Indigenous Affairs

Policy analysis by Associate Professor Mark McMillan, Faculty of Law

Aboriginal flag painted on wall

When it comes to Indigenous Affairs within the context of the current federal election campaign it is obvious that all sides of politics still fail to grasp basic concepts of ‘being in relation with’ Indigenous Australians.

Each Party’s Indigenous policy platform includes feel good statements about working with Indigenous peoples and organisations to achieve the lofty ideals of equality and opportunity – for all.

What all party platforms fail to recognise, as well as embrace, is how Indigenous peoples have fallen into the position of complete and utter disadvantage.

Embedded in this lack of recognition is the policies that remain in place are, already, NOT working.
The policies are - from my perspective – just more of the same. They will not work in fact because they are essentially about what government can to Indigenous people.

To state how they [the political parties that actually form government] are going to change - in real terms - the lives of Indigenous Australia also suggests something about how each of the parties engage with (and within) the Indigenous space. It is in this space that some ideologies - not working with Indigenous peoples - have proved to be a disaster for Indigenous peoples. 

Moreover, what are Indigenous peoples’ demands of all parties in this election? The Indigenous affairs portfolio has every facet of Indigenous affairs capacity to engage with government about outcomes. Whether it be education; health; land; culture; law and justice… Indigenous peoples have service delivery capacity, advocacy capacity and every other capacity to work with any government formed after the election. So what are Indigenous peoples saying TO the parties in this election?

Working with Indigenous Peoples

One area of difference between the parties (Labor, Greens, Liberal and National) is the concept of representation over mere advice.  

In particular, the Labor party and the Greens have stated their intention to restore funding to the only national Indigenous representative structure – the National Congress of Australia’s First Peoples. (I have to state that I am currently a Board member of the National Congress of Australia’s First Peoples.)

The Liberal party has retained an ideological adherence to hand picking their advisors. This is the pivotal difference between the parties likely to form and influence government - the benefit of representation to achieve better outcomes in law and policy for Indigenous peoples.

The key in this analysis is how are any party are developing within their policies of working with Indigenous people to achieve their policy objectives.

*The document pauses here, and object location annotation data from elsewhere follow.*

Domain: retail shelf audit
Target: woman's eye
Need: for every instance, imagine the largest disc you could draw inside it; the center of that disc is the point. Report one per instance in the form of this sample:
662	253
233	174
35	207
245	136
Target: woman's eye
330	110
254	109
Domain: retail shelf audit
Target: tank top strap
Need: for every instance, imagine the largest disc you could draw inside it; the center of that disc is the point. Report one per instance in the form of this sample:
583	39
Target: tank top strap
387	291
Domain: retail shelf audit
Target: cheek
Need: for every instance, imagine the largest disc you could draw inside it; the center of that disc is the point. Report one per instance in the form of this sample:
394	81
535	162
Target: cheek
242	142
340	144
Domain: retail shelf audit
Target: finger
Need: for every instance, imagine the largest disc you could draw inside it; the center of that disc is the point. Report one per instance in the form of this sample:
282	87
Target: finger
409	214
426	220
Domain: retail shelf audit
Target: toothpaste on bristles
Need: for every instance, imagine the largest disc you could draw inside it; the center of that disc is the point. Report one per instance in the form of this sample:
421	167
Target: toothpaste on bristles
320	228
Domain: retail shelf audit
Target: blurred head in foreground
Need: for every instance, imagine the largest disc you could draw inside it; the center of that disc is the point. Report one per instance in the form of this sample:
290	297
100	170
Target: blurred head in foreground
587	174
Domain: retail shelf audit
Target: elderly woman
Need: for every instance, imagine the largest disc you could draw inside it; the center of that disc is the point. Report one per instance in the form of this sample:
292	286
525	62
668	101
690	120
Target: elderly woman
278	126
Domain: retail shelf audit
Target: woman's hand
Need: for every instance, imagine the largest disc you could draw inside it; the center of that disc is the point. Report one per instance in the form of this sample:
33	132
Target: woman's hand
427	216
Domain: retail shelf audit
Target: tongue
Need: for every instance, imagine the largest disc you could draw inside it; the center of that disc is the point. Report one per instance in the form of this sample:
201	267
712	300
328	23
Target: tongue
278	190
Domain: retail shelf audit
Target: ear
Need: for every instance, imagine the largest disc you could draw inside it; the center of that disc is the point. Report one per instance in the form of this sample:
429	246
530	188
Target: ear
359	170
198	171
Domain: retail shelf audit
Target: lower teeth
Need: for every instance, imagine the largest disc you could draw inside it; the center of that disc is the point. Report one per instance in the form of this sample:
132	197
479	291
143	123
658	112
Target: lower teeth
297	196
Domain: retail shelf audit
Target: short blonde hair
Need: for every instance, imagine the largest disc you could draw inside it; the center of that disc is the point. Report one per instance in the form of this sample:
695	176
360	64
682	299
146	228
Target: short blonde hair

What Indigenous Australians need

A gathering of nation Indigenous representative, service delivery and advocacy bodies occurred on the 9th June 2016. These organisations were from across all sectors.

The Co-Chair of the National Congress – Dr Jackie Huggins delivered the ‘Redfern Statement’ on behalf of all the organisations. She called on the next federal government to:

1) Conduct meaningful engagement around National Representation for Aboriginal and Torres Strait Islander Peoples;

2) in the area of health and in particular the need for focus on the First Peoples Health Priorities
“All parties contesting the 2016 Federal Election must place Aboriginal and Torres Strait Islander affairs at the heart of their election platforms, recognising the health equality as our national priority.”

3) Commit to better access to justice for Aboriginal and Torres Strait Islander peoples; to adopt justice targets; proper and adequate funding of community controlled front line services;

4) Reform the Indigenous Advancement Strategy;

5) Focusing on preventing violence through the reinstatement of the National Family Violence Prevention Legal Services Program…;

6) Focus on early childhood by providing greater access (through adequate funding and subsidies) to quality early childhood education and care;  investing in the First 1000 days program; ensuring child safety, well-being and cultural identity are part of a whole of sector response to early childhood needs; and

7) Addressing disability and access to services for Aboriginal and Torres Strait Islander people living with disabilities.

The Close the Gap Coalition (a group of Indigenous and non-Indigenous health and community organisations) have also released a 2016 Federal Election position paper.

The paper strengthens and adds to the demands of the Redfern Statement. It further calls for the re-establishment of a Department of Aboriginal and Torres Strait Islander Affairs in the future.

Record numbers of Aboriginal and Torres Strait Islander people standing for election

There are currently 15 candidates across the two chambers and across political parties – both major and minor.

They are:  Ken Canning; Ash Rose; Linda Burney; Geoffrey Winter; Patrick Dodson; Jacqui Lambie; Sharlene Leroy Dyer; Kerryanne Liddle; Johanna Lindgren; Carole Martin; Malarndirri McCarthy; Kado Muir; Tammy Solonec; Shae Taylor and Ken Wyatt.